Bill and I headed to the door. “Let’s take a look.”
Kenny slowed me down. “Take it easy. There’s a lot of blood.”
I was used to blood, more used to it than I ever wanted to be, but I wasn’t prepared for this. Just inside the door there were two people, a young man, maybe nineteen or twenty, and a young girl, maybe sixteen or seventeen. There were only a few dry spots on the cement floor. Blood was everywhere, thickening as it began to congeal. On television and in the movies, the blood is always bright red. I guess that’s so you will know it’s supposed to be blood. But in the real world, that isn’t how it looks. It doesn’t take very long before it starts to turn dark red, and by the time it dries it is a dark reddish-brown. Sometimes it is almost black, especially when the sun has dried it. So, when a television program shows the bright-red puddle on the floor, or the guy they find out in the woods three or four hours or even days after the homicide has a crimson stain on his chest—that isn’t what it really looks like.

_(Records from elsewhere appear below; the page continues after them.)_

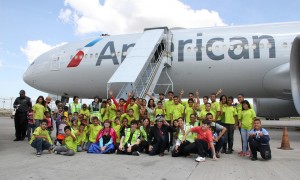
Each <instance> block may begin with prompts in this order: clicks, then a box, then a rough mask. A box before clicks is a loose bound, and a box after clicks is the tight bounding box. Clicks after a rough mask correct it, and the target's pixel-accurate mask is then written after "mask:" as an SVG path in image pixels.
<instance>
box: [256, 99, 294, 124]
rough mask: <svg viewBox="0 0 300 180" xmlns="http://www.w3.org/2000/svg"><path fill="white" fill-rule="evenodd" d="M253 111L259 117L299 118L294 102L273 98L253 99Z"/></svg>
mask: <svg viewBox="0 0 300 180" xmlns="http://www.w3.org/2000/svg"><path fill="white" fill-rule="evenodd" d="M253 104H254V110H255V111H256V115H257V116H259V117H267V118H271V119H277V118H280V117H295V116H299V114H298V112H297V110H296V108H295V105H294V102H293V101H291V100H282V99H275V98H254V99H253Z"/></svg>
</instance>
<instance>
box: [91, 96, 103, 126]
mask: <svg viewBox="0 0 300 180" xmlns="http://www.w3.org/2000/svg"><path fill="white" fill-rule="evenodd" d="M101 103H102V99H100V98H99V97H98V96H95V97H94V101H93V102H92V103H91V104H90V108H89V109H90V114H91V118H90V120H89V121H91V120H92V118H93V117H94V116H96V117H97V118H98V119H101V114H100V109H101Z"/></svg>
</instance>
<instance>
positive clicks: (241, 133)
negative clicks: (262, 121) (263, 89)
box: [240, 100, 256, 156]
mask: <svg viewBox="0 0 300 180" xmlns="http://www.w3.org/2000/svg"><path fill="white" fill-rule="evenodd" d="M242 104H243V110H242V114H241V124H240V127H241V135H242V143H243V145H242V148H243V153H242V154H240V156H246V153H247V147H248V139H249V132H250V130H251V129H252V126H253V121H254V120H255V118H256V113H255V111H254V110H253V109H252V108H251V106H250V103H249V102H248V101H247V100H244V101H243V102H242ZM248 154H249V153H248Z"/></svg>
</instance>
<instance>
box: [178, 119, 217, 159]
mask: <svg viewBox="0 0 300 180" xmlns="http://www.w3.org/2000/svg"><path fill="white" fill-rule="evenodd" d="M210 124H211V121H210V120H207V119H206V120H204V121H203V122H202V125H201V126H197V127H194V128H191V129H189V130H187V131H186V132H185V135H184V136H183V138H182V142H184V141H185V140H186V138H187V136H188V134H189V133H190V132H193V133H197V135H198V136H197V139H196V140H195V142H194V143H190V144H188V145H187V146H185V147H184V149H183V151H184V153H185V154H189V153H197V154H198V157H197V158H196V159H195V160H196V161H197V162H203V161H205V157H206V155H207V153H208V152H209V150H210V149H211V150H212V153H213V159H217V157H216V152H215V147H214V144H213V138H212V132H211V131H210V129H209V128H210Z"/></svg>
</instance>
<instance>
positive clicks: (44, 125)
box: [29, 120, 52, 157]
mask: <svg viewBox="0 0 300 180" xmlns="http://www.w3.org/2000/svg"><path fill="white" fill-rule="evenodd" d="M47 124H48V122H47V120H42V122H41V126H40V127H38V128H36V129H35V131H34V133H33V136H32V138H31V140H30V142H29V144H30V145H31V146H32V147H34V148H35V149H36V156H37V157H40V156H41V154H42V151H43V150H48V152H49V153H51V146H52V140H51V138H50V136H49V133H48V131H47V129H46V128H47Z"/></svg>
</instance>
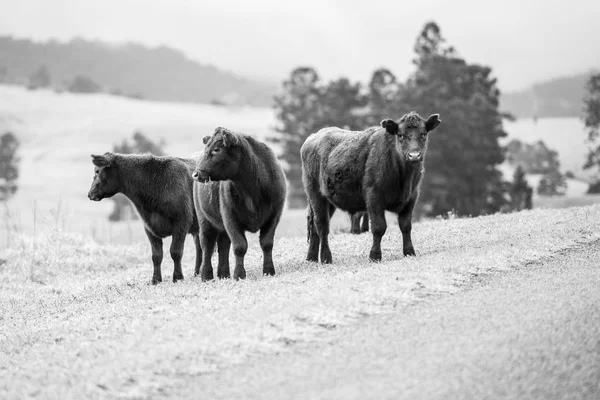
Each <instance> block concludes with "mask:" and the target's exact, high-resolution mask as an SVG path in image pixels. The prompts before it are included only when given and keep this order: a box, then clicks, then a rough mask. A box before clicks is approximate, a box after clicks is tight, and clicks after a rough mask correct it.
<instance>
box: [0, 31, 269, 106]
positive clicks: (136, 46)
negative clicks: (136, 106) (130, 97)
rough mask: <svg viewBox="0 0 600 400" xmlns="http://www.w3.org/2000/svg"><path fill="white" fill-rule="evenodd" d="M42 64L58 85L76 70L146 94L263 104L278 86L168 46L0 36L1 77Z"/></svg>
mask: <svg viewBox="0 0 600 400" xmlns="http://www.w3.org/2000/svg"><path fill="white" fill-rule="evenodd" d="M41 67H45V68H46V70H47V71H48V73H49V75H50V77H51V86H52V87H54V88H56V89H57V90H66V89H67V88H68V87H69V85H70V84H71V82H72V81H73V80H74V79H75V78H76V77H77V76H85V77H87V78H89V79H91V80H92V81H93V82H95V83H96V84H98V85H99V86H100V87H101V88H102V90H103V91H106V92H111V93H115V94H122V95H128V96H133V97H140V98H145V99H148V100H162V101H179V102H198V103H210V102H213V103H216V104H233V105H240V104H248V105H253V106H266V105H270V104H271V101H272V97H273V94H274V93H275V89H276V83H275V82H272V83H266V82H259V81H256V80H251V79H248V78H244V77H241V76H238V75H236V74H235V73H233V72H228V71H224V70H221V69H219V68H217V67H215V66H212V65H207V64H201V63H199V62H197V61H194V60H191V59H189V58H188V57H187V56H186V55H185V54H184V53H182V52H181V51H178V50H175V49H173V48H171V47H168V46H160V47H155V48H150V47H146V46H144V45H141V44H135V43H122V44H108V43H104V42H101V41H87V40H84V39H80V38H76V39H73V40H71V41H68V42H64V43H63V42H58V41H56V40H51V41H46V42H33V41H31V40H28V39H15V38H12V37H10V36H2V37H0V68H2V70H1V71H0V80H2V81H4V82H6V83H21V84H26V83H27V82H29V79H30V77H31V76H32V75H33V74H35V72H36V71H37V70H38V69H39V68H41Z"/></svg>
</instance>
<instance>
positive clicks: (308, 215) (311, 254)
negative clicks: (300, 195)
mask: <svg viewBox="0 0 600 400" xmlns="http://www.w3.org/2000/svg"><path fill="white" fill-rule="evenodd" d="M306 229H307V232H308V233H307V234H308V254H307V255H306V260H307V261H314V262H317V261H319V242H320V239H319V234H318V233H317V227H316V225H315V213H314V211H313V209H312V207H311V206H310V205H309V206H308V209H307V212H306Z"/></svg>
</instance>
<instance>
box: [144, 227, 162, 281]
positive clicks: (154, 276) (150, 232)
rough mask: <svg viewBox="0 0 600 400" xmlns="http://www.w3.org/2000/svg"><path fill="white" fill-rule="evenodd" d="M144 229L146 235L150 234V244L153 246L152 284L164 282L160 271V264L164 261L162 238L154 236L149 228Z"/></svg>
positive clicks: (152, 250) (152, 254)
mask: <svg viewBox="0 0 600 400" xmlns="http://www.w3.org/2000/svg"><path fill="white" fill-rule="evenodd" d="M144 231H145V232H146V236H148V240H149V241H150V246H152V264H153V265H154V274H153V275H152V284H153V285H156V284H157V283H159V282H162V273H161V271H160V264H161V263H162V257H163V252H162V239H161V238H159V237H158V236H154V234H153V233H152V232H150V231H149V230H148V229H144Z"/></svg>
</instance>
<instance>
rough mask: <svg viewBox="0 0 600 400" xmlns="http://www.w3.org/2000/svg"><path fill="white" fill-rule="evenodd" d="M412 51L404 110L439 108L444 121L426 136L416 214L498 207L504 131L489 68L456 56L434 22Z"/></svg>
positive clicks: (466, 214)
mask: <svg viewBox="0 0 600 400" xmlns="http://www.w3.org/2000/svg"><path fill="white" fill-rule="evenodd" d="M415 52H416V58H415V60H414V64H415V66H416V71H415V72H414V73H413V74H412V75H411V77H410V78H409V80H408V82H407V84H406V85H405V87H404V90H403V93H402V102H403V103H404V104H406V105H407V106H405V107H406V109H412V110H418V111H419V112H421V113H433V112H436V113H440V115H441V118H442V120H443V121H444V122H443V123H442V125H440V127H439V128H438V130H437V131H436V132H435V133H434V134H433V135H432V137H431V139H430V141H429V150H428V152H427V156H426V166H425V167H426V169H427V173H426V174H425V176H424V179H423V185H422V191H421V200H420V201H419V203H418V208H417V213H418V214H421V213H426V214H429V215H431V216H435V215H444V214H446V213H447V212H448V211H454V212H455V213H457V214H459V215H479V214H486V213H493V212H497V211H499V210H500V209H501V208H502V207H503V206H504V205H505V204H506V196H505V191H506V185H505V182H503V181H502V175H501V173H500V171H499V170H498V169H497V166H498V165H499V164H501V163H502V162H503V161H504V154H503V150H502V148H501V147H500V144H499V139H500V138H502V137H504V136H506V132H504V129H503V127H502V119H503V115H502V114H501V113H500V112H499V110H498V107H499V97H500V91H499V90H498V88H497V86H496V83H497V82H496V79H494V78H493V77H492V70H491V68H489V67H485V66H481V65H477V64H469V63H467V62H466V61H465V60H464V59H462V58H460V57H459V56H458V54H457V53H456V51H455V50H454V48H452V47H451V46H449V45H447V44H446V41H445V39H444V38H443V36H442V34H441V30H440V28H439V27H438V26H437V25H436V24H435V23H433V22H430V23H427V24H426V25H425V27H424V28H423V30H422V31H421V34H420V35H419V36H418V37H417V40H416V44H415Z"/></svg>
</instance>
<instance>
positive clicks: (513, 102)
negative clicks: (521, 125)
mask: <svg viewBox="0 0 600 400" xmlns="http://www.w3.org/2000/svg"><path fill="white" fill-rule="evenodd" d="M593 73H594V71H590V72H588V73H584V74H579V75H574V76H569V77H563V78H556V79H552V80H549V81H546V82H542V83H538V84H535V85H533V86H531V87H530V88H528V89H526V90H523V91H520V92H513V93H506V94H504V95H503V96H501V98H500V108H501V109H502V110H503V111H505V112H509V113H511V114H512V115H514V116H515V117H517V118H531V117H538V118H548V117H582V116H583V98H584V94H585V83H586V82H587V80H588V79H589V77H590V76H592V74H593ZM500 86H502V82H500Z"/></svg>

Right now, less than two hours after the incident, it was just pooled blood that spread out into a dark red stain across the floor, only it was thick and the edges were dark where it had begun to dry. Bill and I moved carefully around the blood. Bright light flooded the storeroom, and we had no problem seeing. The problem came when we had to actually look at what was there to be seen.
The girl was lying on her back, with her head propped against the wall next to what I guessed was the bathroom door. A plastic plug from a shotgun shell and shotgun wadding lay near her head. The boy was lying near her feet. If you didn’t know better, you would think that it was the way two kids would look lying on the grass at a picnic. If you didn’t know better.